Out with the old (merger plans). In with the new (CEO). Sprint appears to be cutting its losses in hopes of a brighter future.
Sprint and Softbank, its corporate parent, have stopped pursuing the T-Mobile acquisition after coming to grips with the reality that antitrust regulators would ultimately veto the merger, the New York Times reported.
Meanwhile, Sprint named Marcelo Claure as the company’s next president and CEO. He replaces Dan Hesse, who has served as CEO since 2007. The founder and CEO of Brightstar Corp., a subsidiary of SoftBank, Claure joined Sprint's board of directors in January.
Why Sprint Cut Bait
We caught up with Jeff Kagan, an independent technology industry analyst, to get his thoughts on the happenings at Sprint. He told us we should look at this as the end of one chapter and the beginning of the next at Sprint. Just as with any good novel, he said, there are always twists and turns and nobody knows what’s coming next.
“Sprint walking away from this T-Mobile merger was what regulators wanted. Regulators want four wireless carriers,” Kagan said. “That’s the same argument they made when AT&T tried to acquire T-Mobile a few years ago.”
As Kagan sees it, Sprint is in a strong position as it starts its next chapter. The company has a new high-speed network, he said, and Claure is likely to introduce new growth strategies. Kagan figures the new Sprint may look very different than the old Sprint as new plans unfold.
Meet Sprint’s New Chief
Claure founded Brightstar in 1997 and has grown the company from a small Miami, Florida-based distributor into a global business that posted $10.5 billion in gross revenue in 2013.
Sprint’s hopes are high with Claure holding the reins. World Economic Forum selected Claure as a Young Global Leader, and he has received several Entrepreneur of the Year and CEO of the year awards.
“Marcelo is a successful entrepreneur who transformed a start-up into a global telecommunications company. He has the management experience, passion and drive to create the strongest network and offer the best products and services in the wireless industry,” said Sprint Chairman Masayoshi Son. “While we continue to believe industry consolidation will enhance competitiveness and benefit customers, our focus moving forward will be on making Sprint the most successful carrier.”
Remembering Hesse’s Heroics
Kagan said he thinks Claure is the right man to take Sprint through its next growth wave and anticipates the company may grow in new areas under his leadership. He pointed to how much the wireless industry has changed over the past 10 years. The last decade has seen Apple’s iPhone, Google’s Android and Samsung’s Galaxy line up come to market. Sprint could make an impact in the next decade.

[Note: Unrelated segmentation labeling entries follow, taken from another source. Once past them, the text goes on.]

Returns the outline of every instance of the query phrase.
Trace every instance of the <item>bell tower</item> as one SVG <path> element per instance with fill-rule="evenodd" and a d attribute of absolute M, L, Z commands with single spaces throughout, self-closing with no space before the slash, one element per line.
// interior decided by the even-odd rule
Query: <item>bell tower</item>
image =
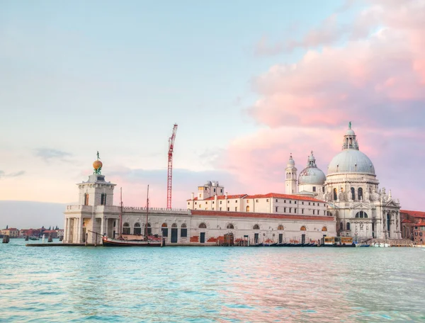
<path fill-rule="evenodd" d="M 295 194 L 297 190 L 297 169 L 295 168 L 295 162 L 292 157 L 292 154 L 289 156 L 289 161 L 286 166 L 285 170 L 285 189 L 286 194 Z"/>

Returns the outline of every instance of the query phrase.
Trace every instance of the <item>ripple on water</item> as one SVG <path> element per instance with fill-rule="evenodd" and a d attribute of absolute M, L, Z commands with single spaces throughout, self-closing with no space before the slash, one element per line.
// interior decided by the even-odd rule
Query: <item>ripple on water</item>
<path fill-rule="evenodd" d="M 419 322 L 416 249 L 0 245 L 0 321 Z"/>

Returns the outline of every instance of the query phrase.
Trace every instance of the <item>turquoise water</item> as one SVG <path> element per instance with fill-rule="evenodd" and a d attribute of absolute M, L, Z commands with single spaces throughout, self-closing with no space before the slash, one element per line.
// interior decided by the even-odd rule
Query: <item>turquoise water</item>
<path fill-rule="evenodd" d="M 419 248 L 24 244 L 0 244 L 1 322 L 425 320 Z"/>

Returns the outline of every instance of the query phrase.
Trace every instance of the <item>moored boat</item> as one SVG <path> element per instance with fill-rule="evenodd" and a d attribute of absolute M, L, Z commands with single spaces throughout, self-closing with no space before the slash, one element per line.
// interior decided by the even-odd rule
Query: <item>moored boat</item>
<path fill-rule="evenodd" d="M 124 239 L 113 239 L 104 236 L 102 238 L 103 246 L 163 246 L 164 240 L 162 237 L 157 239 L 150 238 L 142 240 L 125 240 Z"/>
<path fill-rule="evenodd" d="M 322 246 L 355 247 L 351 237 L 325 237 Z"/>
<path fill-rule="evenodd" d="M 147 197 L 146 201 L 146 226 L 144 227 L 144 235 L 140 239 L 128 240 L 123 237 L 121 227 L 123 222 L 123 191 L 120 194 L 121 210 L 120 212 L 120 234 L 118 239 L 110 238 L 106 235 L 102 237 L 103 246 L 164 246 L 165 242 L 162 237 L 149 236 L 147 229 L 147 221 L 149 216 L 149 185 L 147 186 Z"/>

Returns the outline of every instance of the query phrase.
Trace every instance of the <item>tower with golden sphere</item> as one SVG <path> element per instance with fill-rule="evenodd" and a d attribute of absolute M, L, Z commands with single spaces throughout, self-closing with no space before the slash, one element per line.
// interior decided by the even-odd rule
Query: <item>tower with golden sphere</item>
<path fill-rule="evenodd" d="M 93 163 L 93 175 L 89 176 L 89 181 L 78 184 L 79 188 L 79 203 L 81 205 L 112 205 L 113 202 L 113 188 L 115 184 L 105 181 L 101 169 L 103 164 L 99 160 Z"/>

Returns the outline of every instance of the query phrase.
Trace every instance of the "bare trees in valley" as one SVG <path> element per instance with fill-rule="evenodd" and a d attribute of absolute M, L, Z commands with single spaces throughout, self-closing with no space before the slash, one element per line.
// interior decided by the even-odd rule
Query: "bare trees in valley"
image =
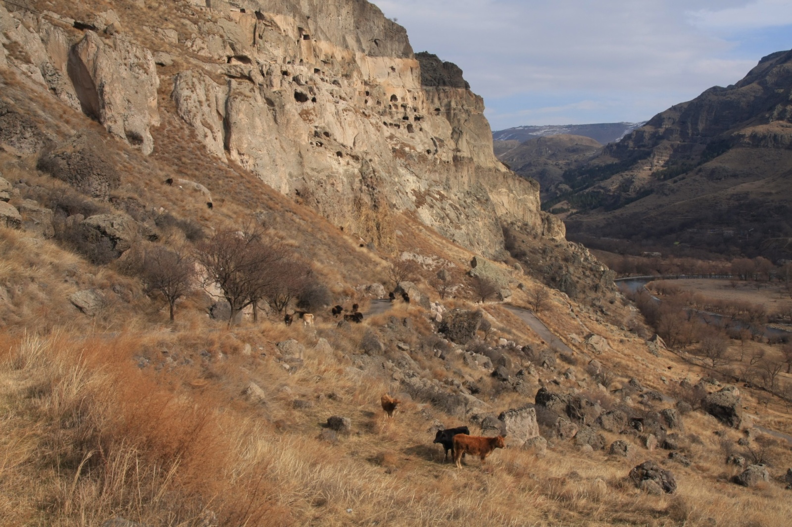
<path fill-rule="evenodd" d="M 195 260 L 183 247 L 169 250 L 154 246 L 143 254 L 141 277 L 147 294 L 158 292 L 168 302 L 173 322 L 177 300 L 192 288 Z"/>
<path fill-rule="evenodd" d="M 204 286 L 216 285 L 230 306 L 229 326 L 247 306 L 253 307 L 255 320 L 259 301 L 273 294 L 283 300 L 284 295 L 292 294 L 280 287 L 293 276 L 289 256 L 291 251 L 278 242 L 265 239 L 257 227 L 241 232 L 220 231 L 196 250 L 196 258 L 205 273 Z"/>

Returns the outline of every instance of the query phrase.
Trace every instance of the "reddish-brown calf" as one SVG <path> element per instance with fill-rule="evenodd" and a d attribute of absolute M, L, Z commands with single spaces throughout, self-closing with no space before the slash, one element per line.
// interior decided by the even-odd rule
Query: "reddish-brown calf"
<path fill-rule="evenodd" d="M 484 460 L 492 453 L 493 450 L 505 448 L 506 443 L 503 441 L 503 436 L 480 437 L 458 433 L 454 436 L 454 463 L 456 464 L 457 467 L 462 468 L 462 455 L 470 454 L 481 457 L 483 467 Z"/>
<path fill-rule="evenodd" d="M 383 410 L 385 411 L 385 417 L 393 418 L 394 411 L 396 410 L 396 407 L 399 405 L 402 402 L 398 399 L 394 399 L 386 393 L 383 393 L 382 398 L 379 399 L 380 403 L 383 403 Z"/>

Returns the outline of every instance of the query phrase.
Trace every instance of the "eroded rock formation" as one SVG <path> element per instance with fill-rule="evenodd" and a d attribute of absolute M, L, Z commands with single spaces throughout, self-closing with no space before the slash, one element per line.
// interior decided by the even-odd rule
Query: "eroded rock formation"
<path fill-rule="evenodd" d="M 483 101 L 462 71 L 413 54 L 404 28 L 373 4 L 209 3 L 174 2 L 179 30 L 152 21 L 134 31 L 120 12 L 78 25 L 70 13 L 0 6 L 3 61 L 146 154 L 167 81 L 208 155 L 377 245 L 393 240 L 394 212 L 487 256 L 503 250 L 505 221 L 563 235 L 543 220 L 535 181 L 493 155 Z M 141 31 L 171 55 L 134 44 Z M 9 57 L 10 47 L 24 53 Z"/>

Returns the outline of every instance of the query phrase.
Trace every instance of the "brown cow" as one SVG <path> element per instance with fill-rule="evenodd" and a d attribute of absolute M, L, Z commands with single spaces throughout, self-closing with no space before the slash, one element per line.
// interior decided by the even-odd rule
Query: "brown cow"
<path fill-rule="evenodd" d="M 456 464 L 457 467 L 462 468 L 462 455 L 470 454 L 480 456 L 482 467 L 483 467 L 484 460 L 492 453 L 493 450 L 505 448 L 506 443 L 503 441 L 503 436 L 480 437 L 458 433 L 454 436 L 454 463 Z"/>
<path fill-rule="evenodd" d="M 383 394 L 383 396 L 380 398 L 379 401 L 380 403 L 383 403 L 383 410 L 385 411 L 386 418 L 393 418 L 394 411 L 396 410 L 396 407 L 398 407 L 402 403 L 402 401 L 398 400 L 398 399 L 394 399 L 386 393 Z"/>

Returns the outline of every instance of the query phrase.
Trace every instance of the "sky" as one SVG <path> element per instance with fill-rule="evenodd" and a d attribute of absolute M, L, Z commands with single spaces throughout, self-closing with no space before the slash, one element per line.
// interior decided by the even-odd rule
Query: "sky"
<path fill-rule="evenodd" d="M 372 0 L 493 130 L 647 120 L 792 48 L 792 0 Z"/>

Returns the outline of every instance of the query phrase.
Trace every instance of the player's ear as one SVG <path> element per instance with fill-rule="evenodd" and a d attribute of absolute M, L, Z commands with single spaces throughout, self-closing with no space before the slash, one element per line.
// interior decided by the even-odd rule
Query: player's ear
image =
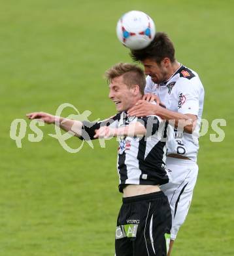
<path fill-rule="evenodd" d="M 165 68 L 168 68 L 171 64 L 171 60 L 169 58 L 164 58 L 162 60 L 162 63 L 163 63 L 163 66 Z"/>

“Dan Hesse, current CEO of Sprint has done a remarkable job since arriving in 2007. Sprint was crashing and burning and Hesse saved the company. He also led Sprint through the network rebuild during the last year or so,” Kagan said.
"Now that the network rebuild is nearing completion, Hesse can be credited with a heroic rebuild. He gave Sprint the strength to move ahead and prepare for the next chapter. Now it’s up to Marcelo Claure and Masayoshi Son to set Sprint on the next growth wave. Is this Sprint and T-Mobile merger off forever? No. But it is off for the foreseeable future," he added.